Elections will not improve the situation, even in the unlikely event that the younger Cárdenas wins this year, breaking the PRI’s lock on power. After all, Cárdenas is a product of the same party machine. Before 1988, he helped impose the PRI’s policies against the population. Cárdenas’s own election campaign is a testament to these roots. He does not even bother to promise that his policy would be very much different than that of his predecessor, or to promise that he stands for a very different relationship with U.S. imperialism. In fact, Cárdenas’s campaign is not based on mobilizing the population, but, on the contrary, merely channelling the discontent for purely electoral purposes.
The key to the situation rests with the Mexican working class, which has a rich heritage of explosive strikes and social movements. The question for the working class is what policy to follow. In this last period, debate has focused around NAFTA. But NAFTA was always a false issue for the workers. The workers need a policy different than that of the nationalists, an alliance with their own bourgeoisie. With or without NAFTA, the workers in Mexico are being forced, by imperialism and the Mexican bourgeoisie, to shoulder the burdens of capitalism’s international economic crisis.

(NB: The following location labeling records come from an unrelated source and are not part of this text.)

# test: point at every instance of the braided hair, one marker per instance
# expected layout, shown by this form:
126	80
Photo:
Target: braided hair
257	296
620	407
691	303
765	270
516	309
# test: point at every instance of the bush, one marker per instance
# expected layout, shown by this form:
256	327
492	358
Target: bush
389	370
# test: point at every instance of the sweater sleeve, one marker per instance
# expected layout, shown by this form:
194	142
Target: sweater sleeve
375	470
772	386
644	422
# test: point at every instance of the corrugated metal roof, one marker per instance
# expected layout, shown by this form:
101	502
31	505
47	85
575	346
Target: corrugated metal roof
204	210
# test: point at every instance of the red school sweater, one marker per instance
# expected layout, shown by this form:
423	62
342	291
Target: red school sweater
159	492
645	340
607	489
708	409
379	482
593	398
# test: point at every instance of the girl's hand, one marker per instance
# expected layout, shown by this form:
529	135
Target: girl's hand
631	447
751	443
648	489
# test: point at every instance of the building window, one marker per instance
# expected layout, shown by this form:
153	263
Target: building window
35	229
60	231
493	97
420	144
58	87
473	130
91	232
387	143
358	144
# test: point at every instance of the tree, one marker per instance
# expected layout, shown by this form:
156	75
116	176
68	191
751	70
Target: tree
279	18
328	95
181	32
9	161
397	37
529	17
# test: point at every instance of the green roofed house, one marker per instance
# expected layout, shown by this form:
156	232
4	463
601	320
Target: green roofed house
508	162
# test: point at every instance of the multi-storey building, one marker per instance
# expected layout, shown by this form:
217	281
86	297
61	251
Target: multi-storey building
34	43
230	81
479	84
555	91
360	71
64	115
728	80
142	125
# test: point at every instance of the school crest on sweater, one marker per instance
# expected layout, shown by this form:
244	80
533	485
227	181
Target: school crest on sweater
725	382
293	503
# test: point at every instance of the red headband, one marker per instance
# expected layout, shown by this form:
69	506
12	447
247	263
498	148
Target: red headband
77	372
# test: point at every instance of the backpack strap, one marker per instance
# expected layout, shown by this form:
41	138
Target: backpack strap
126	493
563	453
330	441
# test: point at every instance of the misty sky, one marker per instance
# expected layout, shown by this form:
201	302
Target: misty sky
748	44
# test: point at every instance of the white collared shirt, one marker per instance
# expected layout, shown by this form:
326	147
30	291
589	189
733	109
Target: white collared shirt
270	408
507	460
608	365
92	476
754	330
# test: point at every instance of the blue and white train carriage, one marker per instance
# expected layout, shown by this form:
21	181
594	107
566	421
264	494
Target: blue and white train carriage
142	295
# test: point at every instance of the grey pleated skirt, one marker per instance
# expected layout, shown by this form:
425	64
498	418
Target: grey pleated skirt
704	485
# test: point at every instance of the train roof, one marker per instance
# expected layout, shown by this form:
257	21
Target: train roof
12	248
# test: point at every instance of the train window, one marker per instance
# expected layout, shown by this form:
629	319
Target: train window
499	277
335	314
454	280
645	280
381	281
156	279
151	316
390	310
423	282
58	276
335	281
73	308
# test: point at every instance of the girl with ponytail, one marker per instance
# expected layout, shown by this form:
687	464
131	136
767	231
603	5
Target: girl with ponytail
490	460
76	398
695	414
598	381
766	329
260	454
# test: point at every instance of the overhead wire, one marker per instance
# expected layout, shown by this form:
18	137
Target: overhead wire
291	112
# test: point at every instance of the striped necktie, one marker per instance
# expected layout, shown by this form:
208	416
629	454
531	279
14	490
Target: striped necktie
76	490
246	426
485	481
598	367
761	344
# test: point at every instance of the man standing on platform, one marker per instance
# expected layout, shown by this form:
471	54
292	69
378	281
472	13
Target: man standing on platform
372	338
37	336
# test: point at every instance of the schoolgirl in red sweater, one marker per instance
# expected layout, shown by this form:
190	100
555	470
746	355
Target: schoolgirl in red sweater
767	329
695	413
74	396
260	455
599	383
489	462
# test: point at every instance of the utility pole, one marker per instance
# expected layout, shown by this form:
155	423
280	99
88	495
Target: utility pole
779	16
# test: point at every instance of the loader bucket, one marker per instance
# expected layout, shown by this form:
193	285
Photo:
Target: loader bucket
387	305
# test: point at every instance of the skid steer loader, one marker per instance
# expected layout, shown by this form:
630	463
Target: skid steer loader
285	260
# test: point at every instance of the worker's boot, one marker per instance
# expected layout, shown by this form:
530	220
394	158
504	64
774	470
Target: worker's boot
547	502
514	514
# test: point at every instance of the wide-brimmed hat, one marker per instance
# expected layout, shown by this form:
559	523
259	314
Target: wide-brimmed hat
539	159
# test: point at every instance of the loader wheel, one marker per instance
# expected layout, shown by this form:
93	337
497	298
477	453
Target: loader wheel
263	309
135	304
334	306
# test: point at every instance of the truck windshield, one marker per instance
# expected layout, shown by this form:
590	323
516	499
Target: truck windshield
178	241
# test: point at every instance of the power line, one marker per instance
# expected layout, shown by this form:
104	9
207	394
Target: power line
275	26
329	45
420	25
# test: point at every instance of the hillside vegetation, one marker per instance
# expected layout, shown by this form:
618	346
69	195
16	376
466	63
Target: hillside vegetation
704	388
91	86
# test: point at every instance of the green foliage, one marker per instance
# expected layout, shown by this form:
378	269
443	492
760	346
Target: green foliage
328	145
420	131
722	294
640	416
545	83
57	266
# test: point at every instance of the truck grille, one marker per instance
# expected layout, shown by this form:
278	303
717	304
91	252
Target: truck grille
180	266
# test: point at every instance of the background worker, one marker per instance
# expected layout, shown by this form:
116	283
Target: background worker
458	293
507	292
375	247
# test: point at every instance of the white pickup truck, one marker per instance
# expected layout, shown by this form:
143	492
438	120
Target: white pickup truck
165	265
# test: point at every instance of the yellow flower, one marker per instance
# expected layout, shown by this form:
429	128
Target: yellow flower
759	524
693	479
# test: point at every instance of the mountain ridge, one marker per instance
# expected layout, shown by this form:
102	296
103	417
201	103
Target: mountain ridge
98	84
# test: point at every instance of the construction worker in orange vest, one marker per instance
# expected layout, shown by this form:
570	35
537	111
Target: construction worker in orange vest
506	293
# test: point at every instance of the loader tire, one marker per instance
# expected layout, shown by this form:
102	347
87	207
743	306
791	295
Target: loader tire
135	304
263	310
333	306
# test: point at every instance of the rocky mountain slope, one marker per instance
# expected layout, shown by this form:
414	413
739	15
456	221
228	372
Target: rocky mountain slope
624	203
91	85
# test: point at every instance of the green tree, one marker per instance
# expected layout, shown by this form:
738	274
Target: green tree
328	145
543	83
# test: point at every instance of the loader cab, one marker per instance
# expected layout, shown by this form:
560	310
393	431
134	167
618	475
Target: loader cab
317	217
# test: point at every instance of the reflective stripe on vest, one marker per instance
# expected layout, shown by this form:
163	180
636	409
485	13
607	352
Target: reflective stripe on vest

Just as they have always been forced to shoulder the burden of Mexico’s economic development. Even if old-style Mexican nationalism were still possible, the Mexican working class’s interests do not lie in creating more profits for the bourgeoisie, neither Mexican nor U.S.
The working class’s only road lies in defeating and destroying capitalism on the scale of the continent. For this, the Mexican working class needs an internationalist policy, that unites it with the working class in the rest of Latin America and in the U.S.